Foie Gras Is Back on the Menu in California

By Mike Pomranz |

© Sudres / photocuisine / Corbis

Foie gras fans, rejoice! Ducks, not so much!

Yesterday, US District Judge Stephen V. Wilson permanently blocked California’s attorney general from enforcing part of the state’s ban on the controversial delicacy, which has been in effect since 2012. It was determined that federal law supersedes state law when it comes to regulating foie gras and other poultry products.

The decision once again legalized the sale of foie gras in California. Some restaurants had foie gras back on the menu that same day.

The ruling did not, however, effect the production of foie gras within the state. The process of force-feeding a bird for the purpose of enlarging its liver beyond the normal size is still illegal. Instead, this legal challenge was forged primarily by out-of-state producers who contended that it was unconstitutional for the state to pass a law regulating poultry products that were already regulated federally by the Poultry Products Inspection Act.  The judge agreed, and foie gras sales, at least, were restored.

The battle is certainly not over, though. The attorney general has until Feb. 6 to appeal the decision. Back in October, the Supreme Court refused to hear arguments in the case, which kept the sales ban intact until the most recent action.

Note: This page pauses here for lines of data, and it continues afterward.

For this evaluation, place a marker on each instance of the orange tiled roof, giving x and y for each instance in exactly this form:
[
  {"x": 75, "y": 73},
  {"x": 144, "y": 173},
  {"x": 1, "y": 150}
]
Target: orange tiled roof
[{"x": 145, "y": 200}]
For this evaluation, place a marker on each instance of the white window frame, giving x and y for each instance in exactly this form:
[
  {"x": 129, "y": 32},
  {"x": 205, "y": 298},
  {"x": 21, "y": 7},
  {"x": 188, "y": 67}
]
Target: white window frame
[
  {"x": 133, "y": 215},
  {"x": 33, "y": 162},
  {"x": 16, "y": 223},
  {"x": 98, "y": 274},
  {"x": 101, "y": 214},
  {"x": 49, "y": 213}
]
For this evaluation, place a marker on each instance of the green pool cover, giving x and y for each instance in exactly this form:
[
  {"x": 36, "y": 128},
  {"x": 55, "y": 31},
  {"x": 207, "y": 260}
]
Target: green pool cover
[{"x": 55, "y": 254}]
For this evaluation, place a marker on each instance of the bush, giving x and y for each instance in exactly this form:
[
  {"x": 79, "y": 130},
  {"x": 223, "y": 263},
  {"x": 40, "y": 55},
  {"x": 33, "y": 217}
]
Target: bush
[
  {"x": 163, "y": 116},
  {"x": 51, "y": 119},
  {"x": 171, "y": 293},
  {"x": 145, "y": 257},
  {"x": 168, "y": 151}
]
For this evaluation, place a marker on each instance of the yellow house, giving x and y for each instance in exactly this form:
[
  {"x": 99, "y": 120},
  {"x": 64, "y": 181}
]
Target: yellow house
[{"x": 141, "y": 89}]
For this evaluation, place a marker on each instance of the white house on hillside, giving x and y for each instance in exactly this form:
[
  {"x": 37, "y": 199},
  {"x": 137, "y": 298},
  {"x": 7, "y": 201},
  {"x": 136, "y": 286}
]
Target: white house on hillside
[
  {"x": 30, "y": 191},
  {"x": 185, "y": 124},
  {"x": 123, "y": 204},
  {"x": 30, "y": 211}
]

For those following other California food laws that are attempting to reduce animal cruelty, according to the Los Angeles Times, experts believe this current ruling will have no effect on California’s new egg law that requires hens to have more room in their pens, “because eggs aren't covered by the Poultry Products Inspection Act.” When it comes to figuring out what is legal and what isn’t, turns out there’s a lot of splitting feathers.